The War on Litter – Mallorca, Balearic Islands
Our oceans are paying the price for tourism.
Litter is a global problem. In fact, it is estimated that 95% of plastic in the ocean comes from just 10 rivers, 8 of which are in Asia. But statistics like this could lead some people to think that littering in the west is not a major contributor to ocean pollution.
Litter is a pet hate and it is incredibly hard for me to walk away from an area which is heavily littered. I feel compelled to clean up, whether I have my litter picker or not, and during a stay in Puerto Pollenca, Mallorca recently, I found myself with a litter collecting obsession.
Every year more than 2.3 million British tourists enjoy holidaying on Mallorca and Port de Pollença is one of the Islands most desirable locations. It sits nestled in the north east, and is famous for its many Cala’s, the Cap de Formentor, a mountainous backdrop and the historic Pine Walk.
On idyllic islands like this one, tourism comes at a cost. The government have supplied hundreds of bins and dozens of recycling points throughout this area and yet, litter can be found just meters away.
Single use plastic can be found everywhere
In one area I found more than 22 plastic ice cream spoons. With its many cafes and restaurants dotted along the coastline, another heavily littered item is sugar sachets, which are all plastic and easily blown from tables onto the beach and into the sea.

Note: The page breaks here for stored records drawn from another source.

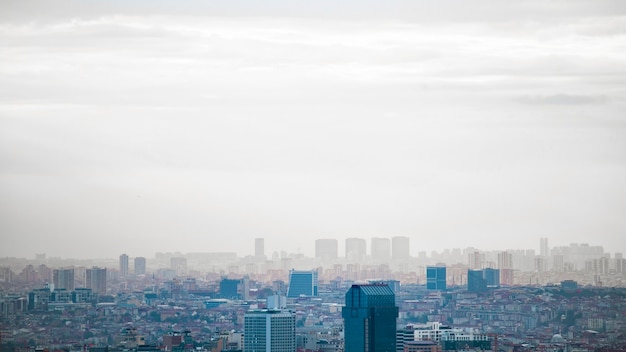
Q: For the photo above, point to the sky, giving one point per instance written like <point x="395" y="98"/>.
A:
<point x="197" y="126"/>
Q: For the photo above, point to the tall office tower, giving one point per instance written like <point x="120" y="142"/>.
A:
<point x="436" y="277"/>
<point x="476" y="260"/>
<point x="269" y="331"/>
<point x="302" y="283"/>
<point x="370" y="318"/>
<point x="326" y="249"/>
<point x="400" y="248"/>
<point x="543" y="247"/>
<point x="63" y="279"/>
<point x="355" y="249"/>
<point x="124" y="265"/>
<point x="230" y="288"/>
<point x="140" y="266"/>
<point x="259" y="247"/>
<point x="381" y="249"/>
<point x="96" y="280"/>
<point x="481" y="280"/>
<point x="179" y="264"/>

There is a lot of familiar litter here too, that we see every day in the UK. Sweet wrappers, cigarette ends, polystyrene pieces, crisp wrappers and baby wipes as well as straws, water bottles and tin cans.
Being so close to the ocean and seeing so much litter should weigh heavy on our conscience. We are being educated by news reports, by documentaries, by scientists and by social media about the damage ocean pollution is having on sea life, ecosystems and ocean habitats.
Each year, an estimated 18 billion pounds of plastic waste enters the world’s ocean from coastal regions. Seventy percent of the mass eventually sinks, damaging life on the seabed. What we see above the surface is literally just a drop in the ocean.
The day after the beautiful umbrellas where installed on the beaches, we walked past to find that all the cable ties had been left on the sand. We managed to collect more than 120 separate cable ties ends from just this one area.
The regional government drafted proposals in 2018 for a ‘greener Mallorca’. Plastic waste and non-recyclable materials would be phased out entirely, while food and drink outlets will be forced to serve tap water. The new legislation would see countless plastic items banned completely. The law, called the Waste and Soils Polluting Bill, aimed to increase recycling rates by up to 50 per cent in two years and cut waste by up to 10 per cent. Single-use plastic objects – including plates, trays, straws, cutlery and coffee cups – would have be heavily restricted, before the majority being prohibited entirely by January 2020. Selling standard plastic bags would have been banned by January 1, 2019 and outlets would instead be encouraged to provide reusable bags instead.
Plastic bags have not been banned and plastic straws are still a widely littered item here.
Governments are not entirely to blame though. As consumers we all need to be conscious of what happens to the items we use, and littering doesn’t happen by accident. It must be physically dropped on the floor or left behind. It’s a conscious decision.
Mallorca is a stunning Island and like all counties in the World, Spain and it’s Islands have much to do to clean up its towns, rivers, and beach resorts, but let’s face it, we can all lend a helping hand to help clean up the mess we have created.
We contacted a Facebook group called ‘I love Puerto Pollenca’ and posted images of the litter we had collected. The group contains more than 18k people and some already collect litter when they visit. Others have pledged to help on their next trip.
How can you help? Next time you are on holiday, look around. As a thank you for the wonderful memories you have created in that place, why not take just 15 minutes of your time on the beach to collect some litter. Post your litter collection on Facebook, Twitter or Instagram. Let your friends, family and colleagues know that it is ok to collect litter, because protecting our oceans from more plastic pollution is to be celebrated.
Leave it, it’s only a sweet wrapper… Leave it, it’s only a plastic straw… said 1 billion people.